Piyan juga sama memberi ucapan selamat.

“Makasih,” kujawab.

“Edan si Dilan,” kata Wati.

“Kenapa gitu?” kutanya.

“Pacarnya cantik,” jawab Wati tersenyum.

“Hahaha. Makasih,” kataku.

“Kamu dulu jadian sama Piyan, gimana?” kutanya Wati.

“Emang kita pacaran?” tanya Wati ke Piyan dengan matanya yang sedikit dibelalakkan.

“Ngaku ajaaa,” kataku, tersenyum, “udah tau, kok”

“Hehehe.” Wati ketawa.

“Kita, sih, dijodohin sama Dilan. Hahaha,” jawab Piyan langsung.

“Iya. Sebenernya, aku mah, mau juga kepaksa. Hahaha,” kata Wati.

“Tapi, suka, kan?” kutanya.

“Ya, suka, sih. Hahaha,” jawab Wati. Kami ketawa.

“Pas udah jadian, Dilan bilang ke Piyan: Kamu jaga Wati, ya,” kata Piyan. “Soalnya kalau aku yang jagain, dia mah suka minta uang, katanya. Hahaha.”

“Hahaha.”

Wati ketawa, aku juga, Piyan juga.

“Oh, iya. Pas si Anhar habis nampar kamu itu,” kata Piyan. “Piyan, kan, ke warung Bi Eem lagi. Di sana udah ada Dilan. Kayaknya, Dilan tau dari Bi Eem, deh, kalau Anhar nampar kamu. Dilan marah banget kelihatannya.”

“Iya, tau dari Bi Eem kayaknya,” kataku.

“Sebelum berantem Dilan bilang mau nyari si Anhar.
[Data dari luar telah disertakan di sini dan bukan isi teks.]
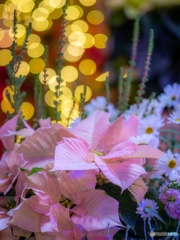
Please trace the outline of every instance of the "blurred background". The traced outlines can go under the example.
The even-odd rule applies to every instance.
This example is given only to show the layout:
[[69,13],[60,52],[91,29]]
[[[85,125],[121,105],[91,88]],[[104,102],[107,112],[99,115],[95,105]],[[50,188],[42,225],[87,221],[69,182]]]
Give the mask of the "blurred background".
[[[13,111],[7,101],[5,65],[12,59],[12,26],[17,10],[17,54],[20,53],[26,27],[32,23],[27,54],[17,76],[26,75],[22,91],[26,91],[22,110],[32,125],[34,109],[34,81],[43,81],[44,50],[48,50],[48,86],[45,102],[53,119],[53,101],[56,85],[58,40],[61,37],[62,8],[65,0],[7,0],[0,1],[0,124],[6,111]],[[140,37],[137,65],[133,72],[130,103],[133,103],[144,71],[150,29],[154,29],[154,50],[146,88],[146,97],[152,91],[159,95],[164,86],[180,83],[180,0],[69,0],[63,46],[63,95],[59,112],[65,125],[75,93],[78,117],[80,94],[87,86],[86,103],[96,96],[105,96],[104,81],[109,76],[111,101],[116,105],[119,68],[124,78],[131,58],[134,19],[140,13]],[[43,83],[42,83],[43,84]],[[11,91],[12,92],[12,91]]]

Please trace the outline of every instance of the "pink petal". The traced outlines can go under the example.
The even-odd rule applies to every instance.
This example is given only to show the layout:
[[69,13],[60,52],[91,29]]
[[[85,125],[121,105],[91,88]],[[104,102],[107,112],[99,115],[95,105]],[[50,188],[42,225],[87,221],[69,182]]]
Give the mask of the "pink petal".
[[71,132],[85,140],[90,149],[93,150],[99,144],[99,140],[103,137],[109,125],[109,113],[96,110],[84,121],[73,127]]
[[74,135],[59,124],[36,130],[17,149],[17,153],[23,154],[24,160],[28,161],[24,168],[44,167],[47,162],[53,162],[55,147],[62,141],[62,137],[74,137]]
[[125,155],[123,158],[155,158],[155,159],[158,159],[160,157],[163,157],[163,155],[164,155],[164,153],[159,149],[156,149],[149,145],[139,145],[139,146],[137,146],[136,150],[132,154]]
[[106,229],[108,224],[109,227],[122,226],[118,214],[119,203],[107,196],[104,191],[91,190],[85,193],[82,204],[88,212],[87,215],[80,217],[73,214],[71,220],[87,231]]
[[132,115],[127,121],[121,115],[109,126],[96,150],[107,154],[117,144],[136,136],[138,122],[139,120],[135,115]]
[[118,175],[122,191],[128,188],[140,175],[146,174],[144,168],[136,161],[108,163],[108,166]]
[[2,125],[0,129],[0,140],[2,141],[4,147],[7,149],[8,152],[12,151],[14,148],[14,135],[4,135],[8,134],[9,131],[16,131],[18,118],[19,114],[14,116],[11,120],[7,121],[4,125]]
[[64,142],[56,147],[55,170],[88,170],[97,168],[95,163],[88,162],[87,144],[77,138],[63,138]]

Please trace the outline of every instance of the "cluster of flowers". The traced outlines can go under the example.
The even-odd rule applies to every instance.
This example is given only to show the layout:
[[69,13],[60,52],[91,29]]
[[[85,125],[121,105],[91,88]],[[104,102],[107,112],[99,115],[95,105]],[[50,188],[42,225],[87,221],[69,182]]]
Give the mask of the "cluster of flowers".
[[[37,130],[24,122],[16,131],[16,115],[1,127],[7,151],[0,161],[0,238],[100,240],[124,228],[119,203],[95,188],[97,178],[123,192],[146,174],[143,158],[163,153],[130,140],[137,136],[136,116],[114,123],[109,116],[96,110],[70,129],[41,119]],[[14,143],[17,135],[25,139]]]

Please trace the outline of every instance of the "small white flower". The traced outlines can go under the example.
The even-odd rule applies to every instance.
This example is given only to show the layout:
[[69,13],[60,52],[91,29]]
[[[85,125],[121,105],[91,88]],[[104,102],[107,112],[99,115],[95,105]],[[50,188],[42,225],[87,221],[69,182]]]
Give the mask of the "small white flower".
[[[151,199],[143,199],[141,203],[139,203],[139,206],[137,207],[137,214],[141,214],[141,218],[146,220],[148,217],[156,216],[154,214],[157,213],[157,209],[159,207],[157,206],[157,203],[154,200]],[[148,211],[150,209],[151,211]]]
[[143,114],[146,110],[146,103],[140,103],[139,107],[137,104],[133,104],[123,113],[124,118],[127,120],[132,114],[136,115],[139,119],[143,118]]
[[170,114],[170,117],[168,117],[167,119],[169,120],[167,123],[180,124],[180,111],[173,111],[173,113]]
[[164,119],[155,115],[150,115],[143,120],[140,120],[138,125],[138,135],[152,134],[154,136],[158,136],[158,128],[164,126],[163,121]]
[[159,95],[158,100],[167,107],[176,106],[180,98],[180,85],[174,83],[173,85],[168,84],[164,88],[164,92]]
[[180,155],[172,154],[172,152],[168,150],[167,153],[164,153],[163,157],[157,159],[154,170],[156,170],[154,177],[164,173],[171,178],[173,174],[176,174],[177,171],[180,170]]

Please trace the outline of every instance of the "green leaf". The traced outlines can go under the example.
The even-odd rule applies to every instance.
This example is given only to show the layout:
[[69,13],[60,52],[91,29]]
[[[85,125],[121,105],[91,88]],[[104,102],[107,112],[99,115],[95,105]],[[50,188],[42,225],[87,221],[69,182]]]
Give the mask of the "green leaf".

Si Anhar harus tau siapa pacar Lia. Gitu katanya,” kata Piyan.

Asli, pas Piyan ngomong gitu, aku sempet sedikit terperangah. Maksudku, kalau begitu, sebetulnya, waktu itu Dilan sudah menganggap aku sebagai pacarnya.

“Kenapa enggak dicegah?” kata Wati.

“Udah!” jawab Piyan. “Siapa yang bisa nahan dia? Dia bilang, siapa yang mengganggunya harus hilang.”

“Hehehe,” aku ketawa.

Tiba-tiba, telepon rumah berdering, si Bibi yang ngangkat, terus dengan berbisik dia bilang, katanya itu telepon dari Dilan.

Aaah, senangnya!

“Pacarku nelepon,” kataku dengan senyum girang pada Wati dan Piyan, lalu bergerak untuk nerima telepon dari Dilan.

“Hey,” kusapa Dilan dengan semangat.

“Hey!”

“Di mana?” kutanya.

“Di mana, ya, ini?”

“Di Bumi,” kataku tersenyum.

“Kok, tau?” tanya Dilan.

“Aku harus tau kamu di mana.”

Dilan ketawa.

“Tetanggamu udah makan belum?” tanya Dilan.

“Ih! Kok, tetangga? Bukan aku yang ditanyain?”